It is highly interesting to see the views and counter-views on the impact of low rates on the DCF industry. I think both miss the subtle point here. All these DCFs and PVs and pretty much everything else depends on an assumption of properly functioning lending and borrowing market. The question is: if negative rate does persist for long, will that assumption break down or adapt?
Speaking of rates, the FOMC minutes released this week were very informative. It was a much more ambivalent FOMC than we have seen earlier. It appears the September "Hold" decision was a close call. So it is safe to assume it will be so in November and December (if there is no hike in November) as well.
On the major points that drives the "data-dependent" FOMC, it seems the consensus is on the labor markets. Since the last meetings, we have had more or less similar or slightly improved wage data. However, this week's job opening (JOLTS) was a bit disappointing. On economic growth expectation, retails sales data from Friday was more or less on the mark, matching street expectation, and capital goods has shown improvement from earlier as well. Even the much-discussed negative influence of foreign GDP has subsided. Eurozone forecasts edged up to 1.3% from 1.2%, and UK forecasts from 0.50% to 0.70% (since the September FOMC).
Surprisingly, however, on both of these parameters, the Fed's own measure is going the other way. The Labor Market Condition Index and the Atlanta Fed's GDP nowcasting have both nose-dived in recent readings.
On the inflation front, both the CPI and PCE have edged up since. The CPI is still suffering from an energy prices drag. Given the recent moves in oil prices, this should have a positive impact on data before the next meeting.
Overall, I expect the data to be neutral for both employment and growth and marginally hawkish for inflation for the November meeting.
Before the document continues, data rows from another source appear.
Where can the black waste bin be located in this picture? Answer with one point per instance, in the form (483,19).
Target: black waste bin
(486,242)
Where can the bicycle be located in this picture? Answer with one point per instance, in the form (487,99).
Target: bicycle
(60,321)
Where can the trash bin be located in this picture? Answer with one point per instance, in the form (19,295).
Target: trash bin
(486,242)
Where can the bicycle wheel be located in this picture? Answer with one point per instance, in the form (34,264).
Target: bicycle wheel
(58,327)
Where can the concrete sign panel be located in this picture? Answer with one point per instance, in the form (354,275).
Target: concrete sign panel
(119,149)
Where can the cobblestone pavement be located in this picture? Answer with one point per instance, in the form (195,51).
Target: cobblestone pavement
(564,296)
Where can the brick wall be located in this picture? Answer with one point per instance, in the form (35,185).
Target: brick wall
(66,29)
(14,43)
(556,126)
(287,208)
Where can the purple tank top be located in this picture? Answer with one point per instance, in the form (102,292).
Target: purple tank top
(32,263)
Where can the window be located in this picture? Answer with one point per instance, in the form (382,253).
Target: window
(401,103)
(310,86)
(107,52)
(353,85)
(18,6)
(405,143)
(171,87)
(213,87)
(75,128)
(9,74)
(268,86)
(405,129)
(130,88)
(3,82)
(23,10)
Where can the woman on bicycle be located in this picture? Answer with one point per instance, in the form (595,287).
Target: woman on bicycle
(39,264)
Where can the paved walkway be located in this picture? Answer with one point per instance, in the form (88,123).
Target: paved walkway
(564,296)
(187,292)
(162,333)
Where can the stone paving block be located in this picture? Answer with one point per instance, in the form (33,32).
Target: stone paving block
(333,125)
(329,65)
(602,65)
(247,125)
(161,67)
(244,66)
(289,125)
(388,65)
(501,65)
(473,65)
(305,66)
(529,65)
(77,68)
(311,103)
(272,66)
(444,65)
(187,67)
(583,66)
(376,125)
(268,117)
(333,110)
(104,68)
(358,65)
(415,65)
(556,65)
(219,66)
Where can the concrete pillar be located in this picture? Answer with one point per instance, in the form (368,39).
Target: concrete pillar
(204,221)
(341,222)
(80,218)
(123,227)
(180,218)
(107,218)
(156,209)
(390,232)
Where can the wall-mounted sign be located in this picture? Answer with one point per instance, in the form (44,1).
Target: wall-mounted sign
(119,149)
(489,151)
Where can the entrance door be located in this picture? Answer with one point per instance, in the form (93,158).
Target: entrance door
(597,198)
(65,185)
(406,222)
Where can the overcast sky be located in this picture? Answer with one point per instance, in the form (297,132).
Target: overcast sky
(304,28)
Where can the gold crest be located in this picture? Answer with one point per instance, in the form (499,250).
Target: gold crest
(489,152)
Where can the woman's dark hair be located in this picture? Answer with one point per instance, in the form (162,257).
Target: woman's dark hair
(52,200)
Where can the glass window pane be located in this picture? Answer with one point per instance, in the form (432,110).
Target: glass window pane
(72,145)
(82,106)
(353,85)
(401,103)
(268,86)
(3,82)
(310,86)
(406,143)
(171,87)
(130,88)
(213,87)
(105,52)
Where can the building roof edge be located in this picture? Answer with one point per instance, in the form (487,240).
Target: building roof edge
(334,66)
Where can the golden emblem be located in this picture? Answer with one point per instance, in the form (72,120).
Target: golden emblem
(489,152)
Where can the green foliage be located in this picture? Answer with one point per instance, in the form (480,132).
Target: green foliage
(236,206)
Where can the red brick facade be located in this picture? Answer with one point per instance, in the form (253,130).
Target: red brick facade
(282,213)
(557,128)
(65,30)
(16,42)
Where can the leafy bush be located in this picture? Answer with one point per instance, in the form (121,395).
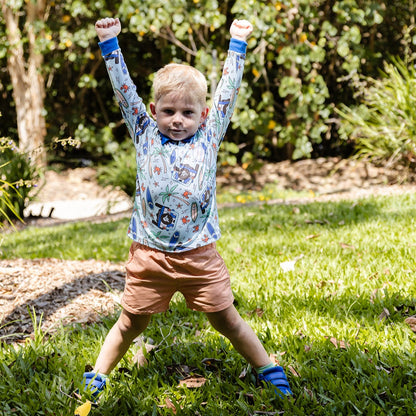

The possibility of a November hike is still lower. Partly, that will be a surprise for the markets - which currently prices in a 17% chance of a hike at November FOMC and a 64% at the December meeting. As I discussed before, Fed has never hiked before without a substantial chance priced in by the markets.
That said, one particular line of arguments stands out from the released minutes:
A few participants referred to historical episodes when the unemployment rate appeared to have fallen well below its estimated longer-run normal level. They observed that monetary tightening in those episodes typically had been followed by recession and a large increase in the unemployment rate. Several participants viewed this historical experience as relevant for the Committee's current decisionmaking and saw it as providing evidence that waiting too long to resume the process of policy firming could pose risks to the economic expansion, or noted that a significant increase in unemployment would have disproportionate effects on low-skilled workers and minority groups.
There were only two major hike cycles not followed by a rise in unemployment in recent history. One was following the early '80s recession, and the other following the early '90s recession.
This points towards a strong commitment of the FOMC towards a gradual rate hike, even if the initial hike has to be brought forward in time. It will be very surprising if we do not have another hike by the end of the year. But this, along with the now lower long-term equilibrium rates also means it will NOT be particularly threatening to US equities or rates in general (both slopes and levels). Fade the move if any respond violently to FOMC one way or the other.. Both equities and rates should depend less on FOMC and more on intrinsic and unexpected events.
Talking of unexpected events, one is, of course, the US presidential election. The general expectation is of a sell-off if Mr. Trump wins. Although I fail to see a rally even if it is Mrs. Clinton. And, of course, market expectation can be wrong. In 2012, it was widely expected that an Obama win will be bad for equities, and indeed, there was minor sell-off leading up to Election Day. However, the results marked the start of a long stretch of bull run.
October was also a historic moment for the Reserve bank of India. It saw a new governor (following the exit of Raghuram Rajan) and its first ever Monetary Policy Committee decision. And it was a decision quite difficult to understand - an (mostly) unexpected 25 bps cut. The RBI revised GDP higher and both real rate and inflation lower. A lower real rate expectation usually means a lower potential GDP. That means a higher GDP will lead to potential overheating. A lower inflation rate is not consistent with this, unless the RBI is expecting substantial imported disinflation.
India's decreasing credit growth is a worry, but it is not clear that higher rates are the culprit here. The decline is driven mostly by the industrial sector - which presumably has more on its plate than to worry about higher rates. And in any case, the pass-through of RBI rate cuts by the banking sector has not been exemplary in recent time, which has been mired in its own significant bad loan problems. It was appeasing to the markets (and politics, perhaps), but hard to imagine how much, if at all, it will help the economy forward.